FDM/OS talk: Code, models, data — licensing questions in research software (DHinfra)

On 19 March 2026 I gave a talk (in German) at the FDM/OS series at the University of Graz. The audience was allegedly three times the usual size for that slot. The topic obviously resonates well beyond a single institution.

After consulting our internal procedures and a year’s worth of team decisions, I kept the scope deliberately modest: University of Graz, DHinfra, what we have learned in practice, and definitely NOT a widely applicable legal primer.

Slides (Zenodo, CC BY 4.0): doi:10.5281/zenodo.19162768

Accordingly, this is not a generic compliance talk. In DHinfra, software is partly budgeted as infrastructure (alongside hardware), with a dedicated FOSS investment envelope (for three software packages). With this, we evaluate candidates, negotiate commitments, and decide what the consortium formally supports. The three tools that received that investment are QLever (high-performance SPARQL search, Apache 2.0), Zellij (ontology-oriented data management, Apache 2.0), and liiive.now (collaborative IIIF image annotation, MIT).

Huge thanks to my colleagues who have carried a good part of the load in our processes—especially Lukas Waldhofer, Florian Wachter, Elisabeth Steiner, and Walter Scholger, as well as the FOSS working group at dhinfra.at.

Two points I tried to land#

First, choosing “a fitting” open licence for “research software” is rarely enough. A PI (or whoever owns the research project) needs to think about the value chain. These include dependencies, how a component sits in a larger stack, reuse by others, and how funding and institutional policies constrain choices. Licensing sits in the many middles of that flow, not only at the beginning or end. It is definitely not a simple checkbox you can tick off using a form wizard.

Second, this is too heavy to expect every researcher to internalise alone—especially when so much work runs on third-party funding with reporting and exploitation clauses that interact with software, models, and data. What helps is advance planning and access to consolidated expertise (legal + research IT / RDM), ideally with coordination beyond a single chair where that is realistic. In my opinion, we should not pretend that one short talk will solve organisational design (flaws).

Why the “rabbit hole” metaphor sticks#

Licensing for code, models, training data, and documentation stacks layers of obligations and compatibility questions.
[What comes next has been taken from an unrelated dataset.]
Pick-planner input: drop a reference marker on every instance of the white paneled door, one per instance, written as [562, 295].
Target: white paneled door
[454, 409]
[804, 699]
Recent news and public discussions—e.g. attribution and model licensing in commercial AI products (including cases that have drawn scrutiny in the press)—are a very good reminder that a naive reuse of weights or code can cause serious problems. For a recent cast (not legal advice), see for example the March 2026 overview “AI Model Licensing: Legal Rules for Open-Source Attribution” on Recording Law.

This growing complexity is why I am glad we dug into it in DHinfra. I am also somewhat relieved to step back from the detail: I understand much better what can go wrong with careless licensing, and I am convinced that funding bodies and institutions should treat licensing expertise as infrastructure, not as an optional extra left, again, to researchers.

If this note and/or talk helps nudge a single PI toward an earlier conversation with RDM or legal, it was worth the nerves.

PS: Recordings will be available soon.